Argument Purpose Description
experiments Experiment pattern The pattern of the experiment subfolders where the configuration files will be generated. The subfolders must be located in the SIL_NLP_DATA_PATH > Alignment > experiments folder.
--threshold THRESHOLD Similarity threshold Similarity threshold.
--test-size Test size Set the number of verse alignments to test. If test size is greater than the total number of verses, the verses tested will be selected randomly.
--books [book [book ...]] Books to score Specifies one or more books to be scored. When this option is used, the test tool will generate predictions for the entire target language test set, but provide a score only for the specified book(s). Book must be specified using the 3 character abbreviations from the USFM 3.0 standard (e.g., "GEN" for Genesis)

visualize_similarity

Visualize similarity of languages/projects.

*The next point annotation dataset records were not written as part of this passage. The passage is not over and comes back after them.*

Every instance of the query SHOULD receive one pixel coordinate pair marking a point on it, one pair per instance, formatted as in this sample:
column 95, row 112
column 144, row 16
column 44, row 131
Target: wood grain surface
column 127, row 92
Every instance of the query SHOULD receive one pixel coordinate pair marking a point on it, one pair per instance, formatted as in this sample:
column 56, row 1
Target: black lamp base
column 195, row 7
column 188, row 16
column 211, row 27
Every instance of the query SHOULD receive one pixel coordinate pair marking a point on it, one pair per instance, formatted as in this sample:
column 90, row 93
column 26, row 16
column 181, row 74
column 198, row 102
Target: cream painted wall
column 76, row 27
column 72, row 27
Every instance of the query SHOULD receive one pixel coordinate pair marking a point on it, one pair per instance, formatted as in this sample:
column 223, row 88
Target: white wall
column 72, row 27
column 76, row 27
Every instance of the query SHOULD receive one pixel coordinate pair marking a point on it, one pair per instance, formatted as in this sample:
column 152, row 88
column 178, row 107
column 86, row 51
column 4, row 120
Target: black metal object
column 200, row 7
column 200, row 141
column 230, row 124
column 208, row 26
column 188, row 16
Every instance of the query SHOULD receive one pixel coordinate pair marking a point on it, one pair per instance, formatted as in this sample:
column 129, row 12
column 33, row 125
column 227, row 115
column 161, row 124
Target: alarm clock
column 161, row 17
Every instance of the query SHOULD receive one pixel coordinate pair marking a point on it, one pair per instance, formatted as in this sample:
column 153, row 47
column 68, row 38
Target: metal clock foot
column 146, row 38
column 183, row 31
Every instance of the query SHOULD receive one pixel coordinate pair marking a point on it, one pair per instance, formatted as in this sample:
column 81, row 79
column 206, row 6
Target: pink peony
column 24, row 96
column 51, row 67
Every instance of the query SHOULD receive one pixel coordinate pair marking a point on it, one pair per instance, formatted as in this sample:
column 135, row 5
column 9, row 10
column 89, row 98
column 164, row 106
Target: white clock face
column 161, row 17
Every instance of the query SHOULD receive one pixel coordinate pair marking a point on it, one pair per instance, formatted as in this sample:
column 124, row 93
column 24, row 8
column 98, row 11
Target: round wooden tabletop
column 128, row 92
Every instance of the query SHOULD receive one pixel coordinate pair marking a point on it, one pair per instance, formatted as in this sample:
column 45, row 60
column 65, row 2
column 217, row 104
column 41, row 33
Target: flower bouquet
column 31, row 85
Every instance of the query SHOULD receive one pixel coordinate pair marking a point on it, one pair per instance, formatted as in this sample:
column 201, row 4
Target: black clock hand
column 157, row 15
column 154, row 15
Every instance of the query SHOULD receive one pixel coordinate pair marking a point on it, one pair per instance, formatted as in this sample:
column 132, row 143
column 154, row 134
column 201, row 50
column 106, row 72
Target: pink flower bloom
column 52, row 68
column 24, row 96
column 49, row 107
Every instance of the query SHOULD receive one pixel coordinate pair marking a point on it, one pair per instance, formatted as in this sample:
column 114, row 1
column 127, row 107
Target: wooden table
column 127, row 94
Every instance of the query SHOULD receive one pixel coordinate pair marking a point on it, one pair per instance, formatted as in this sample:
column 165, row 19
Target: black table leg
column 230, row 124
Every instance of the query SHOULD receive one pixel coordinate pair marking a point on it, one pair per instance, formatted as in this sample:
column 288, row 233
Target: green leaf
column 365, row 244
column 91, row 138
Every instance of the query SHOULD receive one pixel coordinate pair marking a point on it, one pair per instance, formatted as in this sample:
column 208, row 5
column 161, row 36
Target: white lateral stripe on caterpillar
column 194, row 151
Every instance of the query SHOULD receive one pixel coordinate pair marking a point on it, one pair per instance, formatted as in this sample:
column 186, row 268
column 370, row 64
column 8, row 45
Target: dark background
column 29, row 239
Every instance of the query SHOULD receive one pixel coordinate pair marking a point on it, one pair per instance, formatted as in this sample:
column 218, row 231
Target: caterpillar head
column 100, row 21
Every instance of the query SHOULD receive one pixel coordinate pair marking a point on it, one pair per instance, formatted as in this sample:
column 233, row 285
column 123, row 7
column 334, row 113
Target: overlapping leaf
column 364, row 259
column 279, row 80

usage: python -m silnlp.alignment.visualize_similarity [-h] --corpus PATH --metadata PATH
--scores PATH [--image PATH] [--country COUNTRY] [--family FAMILY]
[--aligner ALIGNER] [--recompute] [--graph-type TYPE]
[--data-type TYPE] [--threshold THRESHOLD]

Arguments:

Argument Purpose Description
--corpus PATH The corpus folder The corpus folder.
--metadata PATH The metadata file The metadata file.
--scores PATH The similarity scores file The similarity scores file.
--image PATH The image file The image file.
--country COUNTRY The country to include The country to include.
--family FAMILY The language family to include The language family to include.
--aligner ALIGNER The alignment model The alignment model.
--recompute Recompute similarity scores Recompute similarity scores.
--graph-type Type of graph Type of graph. Can be "tree" or "network".
--data-type Type of data Type of data. Can be "language" or "project".
--threshold THRESHOLD Similarity threshold Similarity threshold.